Speaking to The Tribune at the Court of Appeal’s special sitting ceremony that saw two appellate judges retire and a Supreme Court judge elevated, Mrs Maynard-Gibson said the courts will not open until the start of the new legal year.
“The reason for that is December 15, around there, the court will adjourn for the Christmas holidays and the new session will start with the opening of the new legal year in January,” she said.
“I’m satisfied that at that time, it is expected that we will see trials held in that building. The good news is that the building is open right now. There are two judges that are operating out of the building, Justices Roger Gomez and Ian Winder.”
She explained that the two judges were not hearing cases but are “occupying the building and they are hearing matters like the preparation for cases and so forth, it’s ongoing, case management and other matters that are pre-trial”.

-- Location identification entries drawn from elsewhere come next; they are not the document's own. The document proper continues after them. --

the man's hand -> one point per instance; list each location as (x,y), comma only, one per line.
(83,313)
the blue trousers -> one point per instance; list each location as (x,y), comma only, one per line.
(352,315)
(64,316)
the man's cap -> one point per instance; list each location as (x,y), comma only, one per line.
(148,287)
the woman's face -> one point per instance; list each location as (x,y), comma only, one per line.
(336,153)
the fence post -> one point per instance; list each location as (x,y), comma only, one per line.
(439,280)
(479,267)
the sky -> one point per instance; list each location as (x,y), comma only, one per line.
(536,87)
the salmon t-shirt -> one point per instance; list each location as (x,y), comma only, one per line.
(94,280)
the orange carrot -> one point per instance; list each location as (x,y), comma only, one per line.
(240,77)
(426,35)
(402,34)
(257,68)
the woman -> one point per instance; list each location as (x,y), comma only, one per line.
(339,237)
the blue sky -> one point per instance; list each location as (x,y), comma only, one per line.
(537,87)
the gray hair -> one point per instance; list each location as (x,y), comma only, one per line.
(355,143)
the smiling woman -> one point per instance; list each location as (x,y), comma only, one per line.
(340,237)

She said: “I really want to thank the judges of the Supreme Court, and most especially the chief justice. Everybody is deeply concerned that the system be seen to work and I want to say that there’s been tremendous collaboration in ensuring that the resources are brought to bear and that the processes are tweaked completely amended where necessary so that we can bring our system into the 21st century.”

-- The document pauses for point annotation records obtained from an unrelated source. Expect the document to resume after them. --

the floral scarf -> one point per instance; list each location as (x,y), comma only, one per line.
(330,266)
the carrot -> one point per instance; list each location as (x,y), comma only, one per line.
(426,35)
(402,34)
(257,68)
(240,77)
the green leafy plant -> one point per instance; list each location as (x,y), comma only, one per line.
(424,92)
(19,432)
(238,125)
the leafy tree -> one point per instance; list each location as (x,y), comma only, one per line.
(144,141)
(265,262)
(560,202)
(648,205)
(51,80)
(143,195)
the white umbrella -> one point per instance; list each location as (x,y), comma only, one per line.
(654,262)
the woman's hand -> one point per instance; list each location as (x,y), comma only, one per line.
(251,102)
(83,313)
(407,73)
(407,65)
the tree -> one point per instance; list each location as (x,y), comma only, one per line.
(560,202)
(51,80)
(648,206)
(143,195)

Two weeks ago, before heading into a cabinet meeting, Minister of State for Legal Affairs Damian Gomez said the government has done “everything humanly possible” to speed up trials and expects the judiciary to do its job.
The new courts, on Bank Lane, are in the building that previously housed a magistrate’s court and the police prosecutions office as well as the Ansbacher Building.
These are expected to add to the six criminal courts currently in use.
At the new legal year opening ceremony earlier this year, Chief Justice Sir Michael Barnett had cautioned the government on the “dictatorial impression” it created in announcing a plan to have ten criminal courts run simultaneously in 2014.
Sir Michael said that any increase in the number of criminal courts would require more persons to serve as jurors and potential jurors would find that judges will be less inclined to excuse them from jury duty as judges have done in the past.